Transplanting the characters to 2025 does allow the filmmakers to go more elaborate and silly with the sci-fi, and there are a few nice futuristic touches here and there (i.e. self-driving cars that are borderline sentient). But most of the film relies on desperate attempts to wring humor out of the characters' debauchery, and an even more desperate (not to mention unsettling) reliance on homophobic jokes and references that actually turn into entire subplots. And after all that, the film still tries to turn things toward phony sentiment, with everyone (pointlessly) learning the right lesson in the end.
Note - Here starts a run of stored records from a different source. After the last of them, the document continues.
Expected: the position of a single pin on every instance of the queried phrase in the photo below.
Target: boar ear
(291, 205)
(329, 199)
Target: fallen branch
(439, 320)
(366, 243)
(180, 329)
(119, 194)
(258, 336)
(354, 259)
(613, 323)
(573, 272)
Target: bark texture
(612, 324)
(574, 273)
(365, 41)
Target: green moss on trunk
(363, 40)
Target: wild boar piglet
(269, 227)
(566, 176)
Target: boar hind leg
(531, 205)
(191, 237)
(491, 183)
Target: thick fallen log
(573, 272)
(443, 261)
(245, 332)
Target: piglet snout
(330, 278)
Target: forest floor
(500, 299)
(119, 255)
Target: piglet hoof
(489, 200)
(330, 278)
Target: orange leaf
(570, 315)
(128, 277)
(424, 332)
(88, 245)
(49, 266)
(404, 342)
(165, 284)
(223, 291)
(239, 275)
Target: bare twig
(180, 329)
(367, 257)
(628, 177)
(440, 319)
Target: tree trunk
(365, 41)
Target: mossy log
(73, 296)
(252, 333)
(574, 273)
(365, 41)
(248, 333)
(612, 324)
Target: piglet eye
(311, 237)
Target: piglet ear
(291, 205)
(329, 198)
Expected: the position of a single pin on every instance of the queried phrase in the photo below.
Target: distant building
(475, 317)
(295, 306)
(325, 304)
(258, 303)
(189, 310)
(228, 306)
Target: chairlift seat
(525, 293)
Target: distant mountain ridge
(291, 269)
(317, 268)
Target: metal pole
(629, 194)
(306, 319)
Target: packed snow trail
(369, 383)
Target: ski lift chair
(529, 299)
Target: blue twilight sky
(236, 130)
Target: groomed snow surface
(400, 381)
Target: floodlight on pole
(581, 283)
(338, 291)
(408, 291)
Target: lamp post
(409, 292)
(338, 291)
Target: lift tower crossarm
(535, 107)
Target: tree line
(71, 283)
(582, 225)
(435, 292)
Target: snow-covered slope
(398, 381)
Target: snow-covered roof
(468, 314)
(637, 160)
Sigh. For a movie whose selling point is the characters' virtually sociopathic behavior, the idea that they're all really warm-hearted souls who want to do the right thing can't help but come across as an insincere gesture on the filmmakers' part.
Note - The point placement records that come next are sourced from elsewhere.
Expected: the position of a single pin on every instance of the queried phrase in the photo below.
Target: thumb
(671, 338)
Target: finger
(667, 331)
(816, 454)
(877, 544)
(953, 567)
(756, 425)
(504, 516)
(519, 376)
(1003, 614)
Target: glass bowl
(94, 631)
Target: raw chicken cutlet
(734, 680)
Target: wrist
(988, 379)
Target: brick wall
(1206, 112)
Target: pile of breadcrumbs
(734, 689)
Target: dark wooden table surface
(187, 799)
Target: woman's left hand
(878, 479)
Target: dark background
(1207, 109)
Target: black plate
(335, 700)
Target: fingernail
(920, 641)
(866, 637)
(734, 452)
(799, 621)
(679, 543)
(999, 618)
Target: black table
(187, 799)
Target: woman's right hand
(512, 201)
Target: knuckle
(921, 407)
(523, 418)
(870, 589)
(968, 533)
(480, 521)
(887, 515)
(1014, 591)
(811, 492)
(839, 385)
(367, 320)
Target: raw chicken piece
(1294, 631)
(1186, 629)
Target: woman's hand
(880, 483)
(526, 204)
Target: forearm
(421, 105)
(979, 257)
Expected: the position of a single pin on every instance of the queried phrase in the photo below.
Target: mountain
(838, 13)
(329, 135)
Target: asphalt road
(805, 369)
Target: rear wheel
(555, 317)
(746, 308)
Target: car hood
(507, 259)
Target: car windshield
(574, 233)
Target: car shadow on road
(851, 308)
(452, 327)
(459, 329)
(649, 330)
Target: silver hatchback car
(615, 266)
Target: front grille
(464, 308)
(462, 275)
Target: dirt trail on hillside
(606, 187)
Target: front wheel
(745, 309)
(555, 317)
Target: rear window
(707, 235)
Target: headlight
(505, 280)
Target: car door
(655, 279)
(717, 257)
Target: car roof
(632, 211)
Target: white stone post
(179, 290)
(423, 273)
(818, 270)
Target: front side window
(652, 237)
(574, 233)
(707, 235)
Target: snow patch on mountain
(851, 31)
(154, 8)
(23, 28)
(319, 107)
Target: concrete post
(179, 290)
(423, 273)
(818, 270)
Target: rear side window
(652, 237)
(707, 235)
I mentioned two epilogues, and indeed HTTM 2 has one that just about encapsulates the film's shortcomings, and presumably closes the book on the franchise as a whole. This doesn't spoil anything about the plot itself - that's all been resolved by this point - but if you want to jump off right here, be my guest.
The credit sequence shows the gang repeatedly going through the time machine to various points in the past, re-writing the history books primarily by inserting themselves. It's about a five-minute montage of them disappearing and reappearing with new stories about where they've been, what they've changed and who they've slept with. Now: I have no idea if this is the case, or when this movie was fully in the can. But this sequence plays like a direct response to the brilliant closing credit sequence of 22 Jump Street. Sometimes comedy can be a game of one-upmanship, and that's certainly how it comes across here.
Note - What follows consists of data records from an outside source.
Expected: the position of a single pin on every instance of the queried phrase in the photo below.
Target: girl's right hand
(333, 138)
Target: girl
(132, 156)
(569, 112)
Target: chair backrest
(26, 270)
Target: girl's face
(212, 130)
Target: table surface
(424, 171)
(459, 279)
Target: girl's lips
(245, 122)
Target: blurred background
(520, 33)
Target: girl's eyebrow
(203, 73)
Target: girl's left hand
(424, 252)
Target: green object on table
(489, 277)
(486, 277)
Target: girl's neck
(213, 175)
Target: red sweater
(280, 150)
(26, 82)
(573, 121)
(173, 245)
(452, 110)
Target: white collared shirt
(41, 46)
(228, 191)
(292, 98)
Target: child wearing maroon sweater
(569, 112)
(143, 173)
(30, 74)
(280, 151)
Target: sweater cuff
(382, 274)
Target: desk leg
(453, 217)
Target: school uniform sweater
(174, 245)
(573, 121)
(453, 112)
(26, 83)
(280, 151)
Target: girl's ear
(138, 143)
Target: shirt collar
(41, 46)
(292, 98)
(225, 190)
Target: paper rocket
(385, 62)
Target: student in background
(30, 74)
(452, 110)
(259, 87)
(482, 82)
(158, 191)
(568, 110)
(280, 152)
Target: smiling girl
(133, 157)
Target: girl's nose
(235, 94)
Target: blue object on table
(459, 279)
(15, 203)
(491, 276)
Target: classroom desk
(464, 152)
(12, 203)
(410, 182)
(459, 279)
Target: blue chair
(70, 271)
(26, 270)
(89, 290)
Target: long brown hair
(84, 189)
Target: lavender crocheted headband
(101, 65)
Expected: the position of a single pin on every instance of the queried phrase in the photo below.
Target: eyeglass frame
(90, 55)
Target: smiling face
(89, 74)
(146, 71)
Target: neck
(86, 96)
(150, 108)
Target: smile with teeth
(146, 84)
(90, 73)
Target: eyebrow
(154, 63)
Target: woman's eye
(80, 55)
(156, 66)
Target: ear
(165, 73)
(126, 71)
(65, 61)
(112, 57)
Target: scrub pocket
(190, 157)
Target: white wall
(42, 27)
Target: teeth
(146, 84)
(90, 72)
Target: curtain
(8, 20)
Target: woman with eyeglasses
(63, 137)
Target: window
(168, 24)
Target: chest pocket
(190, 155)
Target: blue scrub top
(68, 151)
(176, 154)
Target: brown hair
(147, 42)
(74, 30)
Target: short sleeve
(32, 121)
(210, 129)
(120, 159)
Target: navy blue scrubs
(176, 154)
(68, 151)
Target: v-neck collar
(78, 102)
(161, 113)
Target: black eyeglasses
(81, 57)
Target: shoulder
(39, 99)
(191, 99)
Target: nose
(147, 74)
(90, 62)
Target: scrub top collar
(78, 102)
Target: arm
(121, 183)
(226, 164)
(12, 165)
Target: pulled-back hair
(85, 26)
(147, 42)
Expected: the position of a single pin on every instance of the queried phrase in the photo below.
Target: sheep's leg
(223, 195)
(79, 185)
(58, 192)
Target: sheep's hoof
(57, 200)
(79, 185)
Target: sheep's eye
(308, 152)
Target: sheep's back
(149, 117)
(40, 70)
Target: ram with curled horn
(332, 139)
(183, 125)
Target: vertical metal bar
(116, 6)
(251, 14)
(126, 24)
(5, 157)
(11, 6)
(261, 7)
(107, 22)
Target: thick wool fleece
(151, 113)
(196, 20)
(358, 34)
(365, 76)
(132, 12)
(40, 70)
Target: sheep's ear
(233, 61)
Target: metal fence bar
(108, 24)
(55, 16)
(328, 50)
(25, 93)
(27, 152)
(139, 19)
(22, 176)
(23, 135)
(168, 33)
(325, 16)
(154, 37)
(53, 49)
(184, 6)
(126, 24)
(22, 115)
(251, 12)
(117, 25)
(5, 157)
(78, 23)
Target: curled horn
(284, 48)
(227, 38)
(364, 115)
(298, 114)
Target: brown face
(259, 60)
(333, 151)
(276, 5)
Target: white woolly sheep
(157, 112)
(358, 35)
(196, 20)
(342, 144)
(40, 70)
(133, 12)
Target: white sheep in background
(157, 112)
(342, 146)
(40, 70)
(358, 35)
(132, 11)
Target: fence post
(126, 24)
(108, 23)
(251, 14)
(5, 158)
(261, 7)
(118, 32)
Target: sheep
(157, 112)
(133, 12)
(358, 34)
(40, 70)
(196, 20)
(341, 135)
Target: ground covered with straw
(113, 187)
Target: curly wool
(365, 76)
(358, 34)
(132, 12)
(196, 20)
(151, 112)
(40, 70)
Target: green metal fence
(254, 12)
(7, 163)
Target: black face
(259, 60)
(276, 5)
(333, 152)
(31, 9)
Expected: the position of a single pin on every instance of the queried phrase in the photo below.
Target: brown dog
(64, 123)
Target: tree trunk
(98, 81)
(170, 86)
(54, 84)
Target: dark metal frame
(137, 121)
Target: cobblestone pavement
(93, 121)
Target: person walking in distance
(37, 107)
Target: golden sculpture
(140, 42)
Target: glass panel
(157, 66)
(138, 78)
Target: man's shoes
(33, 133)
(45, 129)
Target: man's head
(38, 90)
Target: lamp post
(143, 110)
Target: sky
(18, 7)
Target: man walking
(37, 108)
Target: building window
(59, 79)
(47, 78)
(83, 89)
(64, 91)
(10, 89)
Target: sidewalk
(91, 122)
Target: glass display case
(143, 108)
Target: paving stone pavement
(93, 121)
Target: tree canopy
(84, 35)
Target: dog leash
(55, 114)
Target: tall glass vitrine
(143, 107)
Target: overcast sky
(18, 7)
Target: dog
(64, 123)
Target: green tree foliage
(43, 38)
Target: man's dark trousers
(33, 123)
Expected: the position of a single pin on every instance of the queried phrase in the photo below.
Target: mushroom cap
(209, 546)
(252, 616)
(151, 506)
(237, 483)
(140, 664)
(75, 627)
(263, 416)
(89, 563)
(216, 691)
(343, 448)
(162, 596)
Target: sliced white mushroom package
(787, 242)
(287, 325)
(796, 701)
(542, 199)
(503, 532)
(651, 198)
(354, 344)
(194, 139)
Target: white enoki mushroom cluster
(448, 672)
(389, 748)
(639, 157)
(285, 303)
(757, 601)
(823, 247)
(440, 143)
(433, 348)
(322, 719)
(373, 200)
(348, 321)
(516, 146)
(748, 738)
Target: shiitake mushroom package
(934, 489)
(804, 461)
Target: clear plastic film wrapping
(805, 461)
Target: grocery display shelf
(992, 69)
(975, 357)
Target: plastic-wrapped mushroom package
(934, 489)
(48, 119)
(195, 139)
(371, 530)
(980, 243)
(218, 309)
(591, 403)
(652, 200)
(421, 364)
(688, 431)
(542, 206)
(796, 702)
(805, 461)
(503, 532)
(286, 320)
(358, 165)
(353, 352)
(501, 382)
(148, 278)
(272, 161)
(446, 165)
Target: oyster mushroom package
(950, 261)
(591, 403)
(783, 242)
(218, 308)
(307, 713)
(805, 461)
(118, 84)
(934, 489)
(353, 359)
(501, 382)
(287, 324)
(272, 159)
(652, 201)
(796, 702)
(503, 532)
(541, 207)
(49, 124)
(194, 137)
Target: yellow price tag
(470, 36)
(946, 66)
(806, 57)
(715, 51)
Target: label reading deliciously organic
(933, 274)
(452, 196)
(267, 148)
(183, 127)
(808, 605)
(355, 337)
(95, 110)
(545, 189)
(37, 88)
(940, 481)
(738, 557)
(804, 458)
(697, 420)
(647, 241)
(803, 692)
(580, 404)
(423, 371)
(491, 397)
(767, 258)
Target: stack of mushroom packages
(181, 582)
Problem is, the Hot Tub montage just isn't all that funny. (I mean, it's probably funnier than the rest of the movie, but that's not difficult.) They save Lincoln from being assassinated, they walk on the moon, they become the Beatles. (I don't recall whether or not they spend any time in Germany in the 1930s, but if not, then clearly they've forgotten the widely accepted No. 1 rule of time travel.) But for the most part the jokes are just randomly assembled cultural references, absent the kind of creative approach that could turn those references into something clever or unexpected.
And that's the difference between Jump Street's Phil Lord and Chris Miller and Hot Tub's Steve Pink and Josh Heald. Whereas the former two take ostensibly dumb ideas and turn them upside down and inside out, the latter pair have fundamentally similar ambitions but none of the same prodigious imagination. They may have been able to kinda get away with that once, with the original Hot Tub Time Machine having gotten by almost entirely on its out-there concept and the talent of its cast (even though the material itself wasn't very good). But this one has all the characteristics of a bad sequel - repeated callbacks to the previous film's jokes, conspicuously missing cast members and an overall sense that everyone is begrudgingly going through the motions. The film may not have a DeLorean as its time-travel method, but that doesn't keep it from spinning its wheels.